Davide Bilardi, Teaching Fellow, Primary Care Health Sciences
Within the MSc in Global Healthcare Leadership programme, I design and deliver teaching for senior healthcare professionals that integrates global health, leadership theory, organisational studies, health policy, and research methods. Preparing these sessions requires synthesising interdisciplinary literature into coherent conceptual narratives and translating theory into applied executive learning contexts.
Previously, this process involved extensive manual drafting of teaching notes, iterative restructuring of lecture narratives, and repeated refinement before converting material into slides and discussion formats.
GenAI has supported the structural and reflective stages of this process. I use it to test the coherence of teaching notes derived from my own research and prior materials, examine logical flow, identify implicit assumptions, and stress-test conceptual clarity before finalising session design. All conceptual content remains grounded in my disciplinary expertise and scholarship; AI is used to interrogate and refine structure rather than generate original academic material. The result are more interactive sessions with the students and a sharper presentation of the key concepts.
In addition, I have used AI tools to transform curated readings and my own lecture drafts into alternative learning formats (e.g., structured audio summaries) to extend access for executive learners.
ChatGPT has acted as a structured thinking partner to:
- Test the architecture of teaching notes and session narratives developed from my own drafts.
- Generate alternative conceptual framings of arguments I have already constructed (e.g., systems lens vs managerial lens).
- Identify gaps, ambiguities, weak transitions, or oversimplifications.
- Produce scenario-based discussion prompts tailored to experienced global healthcare professionals.
- Deliberately critique my arguments and surface potential counter-positions.
My prompts typically include:
- Clear learning objectives and specification of audience (senior, international healthcare leaders).
- Instruction to adopt a critical and interdisciplinary stance with accuracy of the level of challenge I want to bring to the class.
- A request to identify blind spots, assumptions, or limitations in the argument presented.
NotebookLM has been used to:
- Convert selected readings and my lecture drafts into structured podcast-style summaries.
- Provide audio reinforcement of conceptually dense material, supporting revision and reflection outside formal contact hours.
I stress the fact that all outputs are reviewed, edited, and aligned with programme-level learning outcomes. AI-generated material is never used without academic scrutiny and adaptation.
Overall, the implementation of GenAI has redistributed effort from structural drafting toward deeper pedagogical design and critical reflection. Initial drafting of session structure is faster (approximately 30–40% reduction in early-stage drafting time), allowing greater focus on higher-order pedagogical refinement rather than mechanical restructuring. Using AI to critique and stress-test arguments reduces the risk of unexamined assumptions and improves coherence across interdisciplinary material. Audio summaries created from lecture drafts allow executive learners to revisit complex theoretical content while balancing demanding professional roles. These resources reinforce rather than replace engagement with core readings.
As a non-native English speaker working within an English-dominant academic environment, I use AI to refine clarity of expression and ensure that conceptual nuance is accurately conveyed. The intellectual ideas remain my own; the tool assists in sharpening articulation and identifying ambiguous phrasing. This supports precision without altering authorship.

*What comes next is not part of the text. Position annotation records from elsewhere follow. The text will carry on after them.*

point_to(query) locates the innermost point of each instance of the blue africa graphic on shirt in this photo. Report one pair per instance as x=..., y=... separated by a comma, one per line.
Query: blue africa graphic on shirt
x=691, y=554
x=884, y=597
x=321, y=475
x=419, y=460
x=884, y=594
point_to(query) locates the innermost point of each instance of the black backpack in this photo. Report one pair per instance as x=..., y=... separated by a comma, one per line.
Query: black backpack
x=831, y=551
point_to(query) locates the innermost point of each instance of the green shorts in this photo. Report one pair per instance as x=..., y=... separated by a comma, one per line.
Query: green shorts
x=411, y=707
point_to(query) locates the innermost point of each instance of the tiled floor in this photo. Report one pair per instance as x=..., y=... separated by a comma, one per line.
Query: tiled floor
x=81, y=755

GenAI should be approached as a structured thinking partner rather than a content generator. Its value lies in helping clarify arguments, surface blind spots, test assumptions, and refine structure. Users should be explicit about audience, epistemic stance, and learning objectives when prompting, and should deliberately ask the system to identify weaknesses or counter-positions. Outputs must always be critically reviewed and academically verified.
It is also important to recognise that English functions as the dominant language of global scholarship. Being born and educated in an English-speaking context confers a structural advantage within academic systems. Intellectual rigour, methodological strength, and innovative thinking, however, are not properties of any particular language. They are human capacities distributed globally.
For colleagues and students working in a second or third language, AI tools can play a meaningful role in promoting inclusivity. They can help refine clarity, strengthen academic tone, and ensure that complex ideas are expressed with precision without altering authorship or intellectual ownership. In this sense, AI can reduce linguistic barriers that may otherwise obscure strong ideas, allowing scholarly contribution to be evaluated on conceptual merit rather than fluency alone.
Used responsibly, GenAI has the potential to support more equitable participation in academic discourse. However, this requires a clear boundary: AI may assist in articulation and critical reflection, but it must never substitute for original thinking, disciplinary knowledge, or scholarly accountability.